Water Crisis Looms in Peruvian Capital | Fluence

Peru’s glaciers are melting at an alarming rate. This carries the double risk of flash flooding and mudslides, as well the loss of a reliable water source.

Citizens face inequality in access to clean, affordable water as infrastructure upgrades are planned

The 10 million residents of Peru’s capital city of Lima are at constant risk of water shortage, and water stress is predicted to become critical by 2025. Lima is the world’s second-largest desert city, receiving less than an inch of rain per year and relying on three rivers for potable water.

Complicating water woes, climate change is melting Peru’s tropical glaciers at an “alarming rate.” This could produce flash flooding and mudslides that can’t be harnessed by any existing water storage infrastructure, and simultaneously lead to water shortage as the country loses reliable runoff from the shrinking glaciers.

Inequality in Price and Quality

Despite infrastructure improvements and upland watershed restoration, 1.5 million residents who live in homes without running water must rely on exorbitantly priced private water truck deliveries. Often, in addition to the high price, such deliveries are of untreated, unsanitary water collected from contaminated streams and ditches and stored in barrels where mosquitos lay their eggs. Users boil the unsanitary water, but the process of boiling adds even more to the high cost.

Middle class citizens with running water pay 1.3 sols (about US$0.25) per m3 to SEDAPAL, Lima’s water utility. The poor who don’t have running water pay 20 sols (about US$6.00) for the same amount of water from private water truck companies. SEDAPAL will not establish water service for customers who cannot produce a valid deed for their houses, a situation shared by most people without running water.

Facing Water Shortage and Inadequate Infrastructure

SEDAPAL now plans to respond to the worsening water shortage by investing almost $7 billion in water infrastructure. Some will be directed toward enhancing sewage treatment and tap water quality, and the balance will be directed toward larger-scale projects, like a desalination plant to the south of the city. Projects to store precipitation from the mountains also are in the works. Currently, available reservoirs can only store 10% of the water needed by the city.

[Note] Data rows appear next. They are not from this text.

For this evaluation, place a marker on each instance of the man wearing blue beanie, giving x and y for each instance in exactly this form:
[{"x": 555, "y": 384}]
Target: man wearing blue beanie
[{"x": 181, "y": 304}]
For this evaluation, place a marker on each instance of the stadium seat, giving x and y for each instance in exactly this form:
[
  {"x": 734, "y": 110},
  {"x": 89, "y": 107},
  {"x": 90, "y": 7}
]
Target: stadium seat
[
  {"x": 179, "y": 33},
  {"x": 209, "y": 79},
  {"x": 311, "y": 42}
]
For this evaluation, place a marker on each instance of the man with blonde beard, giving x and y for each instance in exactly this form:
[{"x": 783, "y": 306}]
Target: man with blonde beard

One World Bank official, however, expressed uncertainty over whether the proposed measures are ambitious enough, based on concerns over the unpredictability of population growth and the severity of future climate change. The World Bank also points to another complicating factor in the looming water crisis: A recent study that focused on Lima residents with running water showed that the public overwhelmingly does not take the water crisis seriously.

Awareness and Action

In response, a campaign, “Culture of Water,” has been launched by the Peruvian Ministry of Housing, Construction and Sanitation; the World Bank’s Water and Sanitation Program; the Inter-American Development Bank; Japan International Cooperation Agency; the Swiss Agency for Development and Cooperation; and the RPP Radio Network. The campaign promotes efficient water use, encourages a realization that water tariffs are necessary, and raises environmental awareness in the target audience, ages 12-30.

SEDAPAL has begun seeking the help of NGOs to help protect watersheds. The utility is working with The Nature Conservancy and other groups on Aquafondo, a fund to finance stabilization of slopes, lagoon recovery, and reforestation in Lima’s watersheds. A portion of the revenue from SEDAPAL’s water income will be contributed to the fund’s projects to strengthen Lima’s resilience to future water shortages.

Investing in Water Infrastructure

In 2014, the International Trade Administration listed water resources as a best prospect industry sector for Peru, citing then-President Kuczynski’s commitment to 100% potable water coverage by 2021. Contributing to this classification, the country’s administration delivered several responsive decrees in 2017, including the Framework Law for the Management and Provision of Sanitation Services, the initiation of the Safe Water Investment Fund (FIAS), promotion of public investment through the public-private partnership model, and the initiation of the National System of Multi-Annual Programming and Investment Management.

As Peru faces down climate change-associated water stress, investment in water infrastructure and watershed restoration is accelerating to meet the challenge.